Zemfira is one of Russia’s most prized rock singer-songwriters, continuing the tradition set up by the popular underground rock Soviet bands Kino and Aquarium. Born in Ufa, Bashkorostan, Zemfira went to music school, and then studied singing at the Ufa College of Fine Arts. She rose to fame in 1999 and has stayed on the central Russian music scene ever since, thanks to her authenticity and intensity, moving love ballads, and existential lyrics. To date, Zemfira has released 10 albums. Especially for the pop star’s 44th birthday, we’ve chosen five of her best tracks.
One of Zemfira’s first hits, SPID (AIDS) is a provocative love song. “You have AIDS/ And we are far away,/ You have AIDS,/ and therefore you will die,” runs the chorus. Rather than being sad, the hit has introduced Russian speaking audiences to Zemfira’s distinctive emotional intensity, longing for freedom, and love of a heavy drum beat. The song also speaks about Russia’s more liberal cultural environment of the 90s, compared to the neo-conservative values promoted in the country today, where the recent AIDS crisis remains a taboo subject.
Released as part of her second album, Forgive Me My Love, in 2000, Hochesh (If You Want) is one of Zemfira’s representative love songs and — be warned — things get intense. “If you want,/ I will turn off all the stars that don’t let you sleep,” and “If you want,/ I will kill all the neighbours that don’t let you sleep,” the lyrics go, in the singer-songwriter’s fresh poetic style. The video, meanwhile, uses western music video tropes of the era, with its black and white footage, close-ups of the star, and surreal, Magritte-like images of people floating in robes in the air across an urban landscape.
Part of her 2005 album Vendetta, Progulka (Walk) is another anthem for unbound love. Having dipped into a philosophy degree the year before, which she sadly abandoned, Zemfira gets metaphysical: “If you believe in movies, we’re trapped in The Matrix.” Later on, however, the lyrics fall into her classic trope where the miraculous meets the quotidian: “stars fell into my empty pockets by chance” and “my knees froze, you were happy and drunk, and something important in between,” she sings. The video sees a rebellious Zemfira, mixing feminine fishnets with more androgynous looks, as she walks across the stairs of a decrepit tower block.

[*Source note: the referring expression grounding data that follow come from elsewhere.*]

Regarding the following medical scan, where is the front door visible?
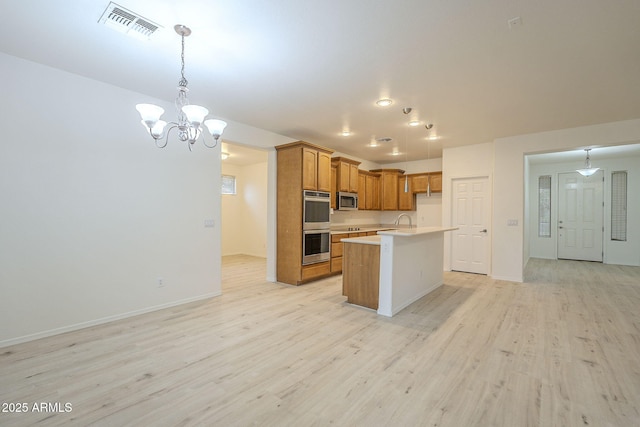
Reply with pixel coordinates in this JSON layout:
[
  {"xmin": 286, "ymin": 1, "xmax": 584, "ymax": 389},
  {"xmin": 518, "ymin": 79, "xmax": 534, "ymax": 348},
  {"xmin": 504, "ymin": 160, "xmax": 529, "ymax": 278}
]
[
  {"xmin": 451, "ymin": 177, "xmax": 490, "ymax": 274},
  {"xmin": 557, "ymin": 171, "xmax": 604, "ymax": 262}
]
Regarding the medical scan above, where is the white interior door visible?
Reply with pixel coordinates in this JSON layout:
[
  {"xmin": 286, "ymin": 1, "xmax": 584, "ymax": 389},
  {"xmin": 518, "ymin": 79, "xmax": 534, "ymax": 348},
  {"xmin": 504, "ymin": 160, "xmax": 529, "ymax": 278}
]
[
  {"xmin": 451, "ymin": 177, "xmax": 490, "ymax": 274},
  {"xmin": 557, "ymin": 171, "xmax": 603, "ymax": 262}
]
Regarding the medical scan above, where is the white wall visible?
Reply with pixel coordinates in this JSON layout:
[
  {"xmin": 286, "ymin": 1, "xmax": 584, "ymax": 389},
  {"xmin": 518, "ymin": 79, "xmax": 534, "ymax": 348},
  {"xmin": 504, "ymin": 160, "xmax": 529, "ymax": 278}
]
[
  {"xmin": 0, "ymin": 52, "xmax": 292, "ymax": 346},
  {"xmin": 221, "ymin": 162, "xmax": 268, "ymax": 257},
  {"xmin": 528, "ymin": 155, "xmax": 640, "ymax": 266}
]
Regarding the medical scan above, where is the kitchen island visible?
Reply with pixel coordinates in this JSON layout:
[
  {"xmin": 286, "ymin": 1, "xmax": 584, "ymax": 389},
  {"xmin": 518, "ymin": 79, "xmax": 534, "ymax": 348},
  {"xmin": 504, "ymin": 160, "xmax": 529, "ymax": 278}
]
[{"xmin": 341, "ymin": 227, "xmax": 456, "ymax": 317}]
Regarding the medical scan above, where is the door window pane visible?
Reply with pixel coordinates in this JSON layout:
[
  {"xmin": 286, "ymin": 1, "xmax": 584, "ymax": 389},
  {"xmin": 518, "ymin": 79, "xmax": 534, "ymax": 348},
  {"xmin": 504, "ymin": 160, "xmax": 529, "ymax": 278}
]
[
  {"xmin": 538, "ymin": 175, "xmax": 551, "ymax": 237},
  {"xmin": 611, "ymin": 171, "xmax": 627, "ymax": 241}
]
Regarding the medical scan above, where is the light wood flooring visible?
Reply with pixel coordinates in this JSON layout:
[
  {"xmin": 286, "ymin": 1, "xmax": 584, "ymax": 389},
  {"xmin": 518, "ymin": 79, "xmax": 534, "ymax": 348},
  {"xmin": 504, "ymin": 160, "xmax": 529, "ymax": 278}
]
[{"xmin": 1, "ymin": 256, "xmax": 639, "ymax": 426}]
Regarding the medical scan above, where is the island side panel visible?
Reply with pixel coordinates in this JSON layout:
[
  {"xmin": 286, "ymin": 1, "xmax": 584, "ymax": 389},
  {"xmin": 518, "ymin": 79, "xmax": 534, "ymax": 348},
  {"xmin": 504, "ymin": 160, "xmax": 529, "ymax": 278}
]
[{"xmin": 343, "ymin": 242, "xmax": 380, "ymax": 310}]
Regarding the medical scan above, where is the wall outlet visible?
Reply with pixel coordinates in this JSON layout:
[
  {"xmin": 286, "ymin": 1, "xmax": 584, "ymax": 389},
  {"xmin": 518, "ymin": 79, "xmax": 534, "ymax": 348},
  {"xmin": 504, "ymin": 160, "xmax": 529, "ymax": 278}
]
[
  {"xmin": 157, "ymin": 277, "xmax": 165, "ymax": 288},
  {"xmin": 204, "ymin": 219, "xmax": 215, "ymax": 228}
]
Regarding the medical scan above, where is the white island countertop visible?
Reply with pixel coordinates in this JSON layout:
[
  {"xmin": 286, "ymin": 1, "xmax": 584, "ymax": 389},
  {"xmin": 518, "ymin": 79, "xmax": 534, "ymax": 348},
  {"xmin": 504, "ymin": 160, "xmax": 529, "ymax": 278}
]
[{"xmin": 377, "ymin": 226, "xmax": 457, "ymax": 237}]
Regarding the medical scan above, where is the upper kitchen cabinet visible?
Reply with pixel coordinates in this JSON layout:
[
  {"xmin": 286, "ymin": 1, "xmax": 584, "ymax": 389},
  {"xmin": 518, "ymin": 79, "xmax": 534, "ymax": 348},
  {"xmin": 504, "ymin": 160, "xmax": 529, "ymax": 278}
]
[
  {"xmin": 330, "ymin": 163, "xmax": 337, "ymax": 209},
  {"xmin": 358, "ymin": 170, "xmax": 381, "ymax": 210},
  {"xmin": 298, "ymin": 143, "xmax": 333, "ymax": 192},
  {"xmin": 332, "ymin": 157, "xmax": 361, "ymax": 193},
  {"xmin": 371, "ymin": 169, "xmax": 404, "ymax": 211},
  {"xmin": 411, "ymin": 172, "xmax": 443, "ymax": 193}
]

My Razbivaemsya (We Scatter) is part of Zemfira’s 2007 album Spasibo (Thank You), which marks a new, mature and experimental era in her music, mixing jazz and classical music influences with rock sounds, with the Silver Age Russian poet Marina Tzvetaeva referenced in her lyrics. The video is also one of Zemfira’s first collaborations with the iconic Russian film and theatre actor and director Renata Litvinova, who has brought a more stylised and dramatic touch to the her music videos.
The 2014 Zhit v Tvoey Golove (To Live In Your Head) is another striking collab between Zemfira and Litvinova. The actor features in the black and white video waiting by a busy road before finding refuge at home, where she starts painting her own face red with a brush. Her head then explodes into footage from one of Zemfira’s live concerts. The dramatic image fits the contradictions of great romantic love that Zemfira explores in her lyrics, “To live in your head/ To love you in unjustified, desperate ways,/ To live in your head,/ And to kill you unconsciously, unintentionally.”